For instance, writing can enhance memory. To produce a polished essay on a certain topic, students must really grapple with it, and the underlying concepts tend to stick in students' minds as they organize and revise their sentences. Indeed, in 2001, Harvard professor Richard Light released the results of a famous educational study, which asserted that writing engages students in material more effectively than any other classroom practice.
Further, writing helps students to translate and understand the world. The more students write, the more they grow accustomed to recognizing and remembering important details and analyzing everything they see, hear and read. In that way, the writing process becomes a learning process, a way to see the world more clearly.
Because habitual writing calms the mind, lengthens the attention span and leads to clearer thinking, it boosts general academic achievement. According to a meta-analysis from researchers at California State University, Northridge, the typical student who writes frequently performs better in school than the typical student who does not.
For these reasons and others, GEMS World Academy Chicago is among the schools that makes the teaching of writing a priority. GEMS supplements its International Baccalaureate curriculum with the "writer's workshop" approach developed at Columbia University's Teachers College. Students engage in a writing process that includes sharing work in progress, revision, conferences with the teacher and critiques from peers.
Bridget Porterfield, a Middle School teacher at GEMS, says that the revision process tends to be the most surprising one for her students.
"They're amazed that the last thing they put down on the page doesn't have to be final," she said. "That can be the hardest thing with them, because they often want to be 'finished' quickly. But they also have these moments where they think: 'Wow, this project is turning into something totally different than I expected.'"
Lisa Slater, a kindergarten teacher at GEMS, says that writing projects, particularly when completed within the context of the workshop approach, help younger students develop skills in listening, organizing and reflecting.
"You can see their minds really start working when they try to put their thoughts down on paper," she said. "They start reflecting on what's important to include, what can be left out, and why. Those are skills that they'll use throughout their education."
Writing as path to empathy and control
Educators and authors also point out that writing often forces one to explore alternative perspectives, which in turn leads to a more nuanced and empathetic view of the world. At the most basic level, as student writers compose and revise, they must keep in mind the perspective of the potential reader; as a result, writers begin to discern the connection they have with the audience.
Writers, especially those working on fictional or journalistic projects, must also try to understand the perspectives of the characters/people they're writing about.
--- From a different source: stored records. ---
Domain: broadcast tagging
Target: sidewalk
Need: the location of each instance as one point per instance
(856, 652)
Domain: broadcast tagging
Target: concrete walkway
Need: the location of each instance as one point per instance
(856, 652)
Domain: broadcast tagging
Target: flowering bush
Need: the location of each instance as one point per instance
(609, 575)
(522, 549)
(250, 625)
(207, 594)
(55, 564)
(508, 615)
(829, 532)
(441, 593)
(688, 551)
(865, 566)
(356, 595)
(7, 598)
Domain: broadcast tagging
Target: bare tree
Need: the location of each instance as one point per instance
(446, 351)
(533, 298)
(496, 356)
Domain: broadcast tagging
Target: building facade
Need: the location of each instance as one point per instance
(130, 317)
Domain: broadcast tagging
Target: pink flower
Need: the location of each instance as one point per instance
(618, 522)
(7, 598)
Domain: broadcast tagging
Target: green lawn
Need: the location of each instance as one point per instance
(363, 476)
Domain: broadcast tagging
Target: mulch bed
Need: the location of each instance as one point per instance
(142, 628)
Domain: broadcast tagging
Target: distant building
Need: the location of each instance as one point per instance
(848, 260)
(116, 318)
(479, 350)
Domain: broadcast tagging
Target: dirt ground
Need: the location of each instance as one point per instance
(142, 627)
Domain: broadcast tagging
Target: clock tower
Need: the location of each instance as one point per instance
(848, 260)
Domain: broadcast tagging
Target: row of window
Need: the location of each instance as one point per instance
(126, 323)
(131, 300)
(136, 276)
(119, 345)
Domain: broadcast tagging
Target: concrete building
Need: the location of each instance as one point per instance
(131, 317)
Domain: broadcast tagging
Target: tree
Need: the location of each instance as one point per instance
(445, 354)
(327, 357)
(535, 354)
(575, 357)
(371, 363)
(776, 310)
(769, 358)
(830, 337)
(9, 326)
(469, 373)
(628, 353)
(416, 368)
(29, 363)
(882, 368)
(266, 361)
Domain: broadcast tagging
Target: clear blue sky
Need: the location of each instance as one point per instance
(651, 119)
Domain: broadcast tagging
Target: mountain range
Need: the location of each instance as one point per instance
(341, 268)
A well-drawn fictional character or real-life subject is the result, virtually by definition, of empathetic inquiry and exploration.
In addition, research is starting to show that when people write about painful experiences, even if they never share those passages with anyone, it can have therapeutic effects. In fact, medical researchers have found that it frequently alleviates the symptoms of various illnesses and mental health problems, including postpartum depression, post-traumatic stress disorder and asthma.
Why is writing curative? Most likely, it's because narrating the episodes of your life gives you power over them. Instead of being overwhelmed by those incidents, you summon the courage to confront them and make them part of a much larger story.
A craft on the wane?
It can be easy to observe people texting, tweeting or posting other social media updates and decide that the craft of thoughtful writing is on the way out. But with schools and employers continuing to stress the importance of strong writing skills, the craft remains very much alive. When educators establish rigorous writing standards in their classrooms, they enhance their students' powers of perception, reflection, judgment and analysis, all of which are essential skills in higher education and the global workplace. No matter what technologies lie ahead, sentences and paragraphs are sure to endure.